Hering put forward two arguments. First, that mixtures of his opponent colors (‘reddish green’) are inconceivable.

Second, Hering argued that unique hues are unique insofar as they describe all colors and cannot themselves be described.”


Hasn't this been established for long by references to antique color names (both Greek and Roman), as well as the representation of spectra in African languages? While the article makes reference to Greek semantics and anthropological findings, it still presents this as something new, where it should have emphasized the underlying theory.


This essay should not have discussed anything about the names used for colors in various languages, because the number of color names that exist in a language has a very loose relationship with the psychological perception of colors, so it cannot be used to prove anything about the validity or invalidity of Hering's theory.

In all languages, the circle of hues is partitioned in a number of regions, which have distinct names. The number of these regions varies from language to language, usually between two and eight. The value of this number has much less to do with the distinctiveness of the colors, than with the necessity of describing the colors of the objects that had a high probability of being subjects of conversation for the speakers of that language. Many languages have a single word for the colors green, blue-green and blue, just because there were no common objects for which it was necessary to specify whether they were green or blue.

The too much repeated myth that the Ancient Greeks did not have a word for blue was created by people who might have known some linguistics, but who were ignorant about chemistry and mineralogy.

There are plenty of dictionaries and commentaries about Ancient Greek literature which are very wrong about many words, because their authors did not understand what they have read, for lack of knowledge about the natural sciences.

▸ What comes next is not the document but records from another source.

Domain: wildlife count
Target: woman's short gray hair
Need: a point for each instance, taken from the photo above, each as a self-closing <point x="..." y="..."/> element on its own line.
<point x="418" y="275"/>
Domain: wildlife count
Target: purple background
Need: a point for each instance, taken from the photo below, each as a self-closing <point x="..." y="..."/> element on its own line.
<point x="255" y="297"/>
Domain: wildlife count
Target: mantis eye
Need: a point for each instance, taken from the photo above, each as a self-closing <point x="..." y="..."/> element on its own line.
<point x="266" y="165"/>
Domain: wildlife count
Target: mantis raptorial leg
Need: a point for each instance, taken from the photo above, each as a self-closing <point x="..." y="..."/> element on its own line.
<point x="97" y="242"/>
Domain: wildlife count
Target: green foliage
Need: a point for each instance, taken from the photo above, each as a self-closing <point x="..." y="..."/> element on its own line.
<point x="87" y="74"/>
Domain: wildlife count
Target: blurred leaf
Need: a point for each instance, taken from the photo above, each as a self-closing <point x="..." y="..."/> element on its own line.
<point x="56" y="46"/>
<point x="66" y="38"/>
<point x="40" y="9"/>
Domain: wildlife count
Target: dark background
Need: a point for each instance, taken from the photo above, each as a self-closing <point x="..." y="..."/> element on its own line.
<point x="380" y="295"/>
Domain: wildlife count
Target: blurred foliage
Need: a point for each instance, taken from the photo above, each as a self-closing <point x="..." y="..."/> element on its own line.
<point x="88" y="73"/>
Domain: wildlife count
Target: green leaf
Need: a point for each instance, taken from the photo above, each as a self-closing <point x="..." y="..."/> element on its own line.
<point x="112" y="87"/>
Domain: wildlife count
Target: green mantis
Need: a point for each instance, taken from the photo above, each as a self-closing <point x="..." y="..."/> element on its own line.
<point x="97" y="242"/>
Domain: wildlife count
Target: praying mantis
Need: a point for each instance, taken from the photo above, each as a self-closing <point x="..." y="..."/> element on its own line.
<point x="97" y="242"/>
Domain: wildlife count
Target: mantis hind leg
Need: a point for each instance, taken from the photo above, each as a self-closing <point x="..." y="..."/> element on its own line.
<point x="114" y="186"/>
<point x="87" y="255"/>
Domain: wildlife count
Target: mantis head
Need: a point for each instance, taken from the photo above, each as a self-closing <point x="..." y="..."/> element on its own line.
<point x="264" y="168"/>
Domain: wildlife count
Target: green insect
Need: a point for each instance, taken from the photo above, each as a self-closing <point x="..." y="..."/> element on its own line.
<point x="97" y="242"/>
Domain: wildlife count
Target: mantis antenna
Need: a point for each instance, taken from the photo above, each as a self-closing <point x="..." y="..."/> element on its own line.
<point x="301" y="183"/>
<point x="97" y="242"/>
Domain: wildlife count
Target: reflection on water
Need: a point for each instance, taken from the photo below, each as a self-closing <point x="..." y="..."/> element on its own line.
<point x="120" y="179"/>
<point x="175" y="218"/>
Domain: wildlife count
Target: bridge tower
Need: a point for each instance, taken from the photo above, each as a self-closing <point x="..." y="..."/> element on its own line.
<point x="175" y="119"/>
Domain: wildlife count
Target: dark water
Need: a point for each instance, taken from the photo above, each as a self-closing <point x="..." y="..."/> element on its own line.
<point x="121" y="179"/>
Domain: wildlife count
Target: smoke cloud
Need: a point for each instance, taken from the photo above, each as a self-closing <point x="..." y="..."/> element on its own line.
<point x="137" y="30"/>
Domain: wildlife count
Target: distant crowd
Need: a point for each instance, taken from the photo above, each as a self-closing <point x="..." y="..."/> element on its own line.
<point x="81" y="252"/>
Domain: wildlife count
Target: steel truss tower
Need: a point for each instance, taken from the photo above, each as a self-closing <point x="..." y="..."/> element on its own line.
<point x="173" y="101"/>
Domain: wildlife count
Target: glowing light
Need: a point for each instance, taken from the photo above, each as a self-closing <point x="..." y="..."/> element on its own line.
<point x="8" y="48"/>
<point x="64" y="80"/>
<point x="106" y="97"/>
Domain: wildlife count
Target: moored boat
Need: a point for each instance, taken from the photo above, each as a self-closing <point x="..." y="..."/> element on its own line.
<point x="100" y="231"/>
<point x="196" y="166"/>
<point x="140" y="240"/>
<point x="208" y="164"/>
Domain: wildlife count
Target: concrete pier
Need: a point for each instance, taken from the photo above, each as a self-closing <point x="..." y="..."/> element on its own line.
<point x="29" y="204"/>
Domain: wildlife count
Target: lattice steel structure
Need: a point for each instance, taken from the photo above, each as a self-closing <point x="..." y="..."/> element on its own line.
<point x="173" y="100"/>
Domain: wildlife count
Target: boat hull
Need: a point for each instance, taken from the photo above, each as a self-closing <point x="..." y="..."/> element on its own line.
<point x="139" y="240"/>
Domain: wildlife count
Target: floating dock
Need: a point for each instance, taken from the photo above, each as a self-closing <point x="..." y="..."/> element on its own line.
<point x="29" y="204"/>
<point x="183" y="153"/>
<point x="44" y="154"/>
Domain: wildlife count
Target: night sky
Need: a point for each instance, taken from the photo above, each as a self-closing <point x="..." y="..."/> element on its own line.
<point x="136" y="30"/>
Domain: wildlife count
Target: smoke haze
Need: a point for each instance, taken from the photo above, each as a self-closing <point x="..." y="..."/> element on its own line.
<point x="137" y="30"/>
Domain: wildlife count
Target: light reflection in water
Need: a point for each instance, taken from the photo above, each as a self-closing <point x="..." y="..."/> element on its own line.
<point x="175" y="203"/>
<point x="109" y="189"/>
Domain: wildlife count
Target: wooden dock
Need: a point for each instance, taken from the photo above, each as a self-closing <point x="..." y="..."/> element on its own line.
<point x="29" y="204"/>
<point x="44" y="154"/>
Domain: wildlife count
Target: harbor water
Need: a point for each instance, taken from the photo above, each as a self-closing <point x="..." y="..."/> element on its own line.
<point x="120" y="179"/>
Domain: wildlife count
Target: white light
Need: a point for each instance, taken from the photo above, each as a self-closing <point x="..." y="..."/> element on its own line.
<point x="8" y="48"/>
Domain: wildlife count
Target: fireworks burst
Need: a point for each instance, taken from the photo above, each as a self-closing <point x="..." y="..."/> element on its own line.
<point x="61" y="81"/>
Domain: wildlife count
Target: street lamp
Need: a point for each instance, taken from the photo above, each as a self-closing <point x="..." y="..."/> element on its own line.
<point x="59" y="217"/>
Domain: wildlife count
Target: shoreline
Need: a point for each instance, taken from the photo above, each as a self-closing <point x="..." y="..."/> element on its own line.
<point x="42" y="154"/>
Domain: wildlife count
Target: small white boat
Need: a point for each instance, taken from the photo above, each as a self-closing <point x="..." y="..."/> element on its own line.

For instance, when Homer speaks about "miltos" used to paint some ships, you must understand that this word designates what is now called hematite or ferric oxide, which was processed as a red pigment. Or else when Plato speaks about the grains of diamond found together with alluvial gold, that has nothing to do with what is now named diamond (which became known to the Greeks only later, after the expeditions of Alexander the Great), but "diamond" was the name for nuggets of native osmium-iridium-ruthenium alloy. Understanding this meaning makes clear why Hesiod said several times that diamond is gray and why he considered it as a material from which a blade could be forged by someone with superhuman strength.

There are many references to blue in Ancient Greek literature and the normal word that was used has been borrowed in English as "cyan". "Cyan" has never meant blue-green in Greek, but only plain blue. "Cyan" initially meant the color of the painting pigment that is now called "ultramarine blue", but later it was also used for the cheaper blue pigments Egyptian blue and azurite. An alternative way to refer to blue in Greek was as the "color of the air", which meant the color of the sky.

In Latin, blue was normally called as the color of the sky, while the word used for green, "viridis" meant either green or blue-green. When these two colors had to be distinguished, the former was described as green like leaves or like grass or like emeralds, while the latter was described as green like the littoral sea or like turquoise or like beryls.

Similarly, the word used for red in Latin (and also in Greek) meant either red or purple, and when the two colors had to be distinguished, the former was described as red like the dye extracted from beetles (crimson), while the latter was described as red like the dye extracted from marine snails.


Well. That's crazy.

Auto industry is all based in the opponent-colors theory, imagine convincing thousands of people that the problems and fines involving color quality control were wrong all along.


From what I understand are they not rejecting all of it, just the parts that hypothesized how things work in brain. These parts are hard to verify and I believe the essay claims that these parts have been falsified by now and it proposes an alternative hypothesis.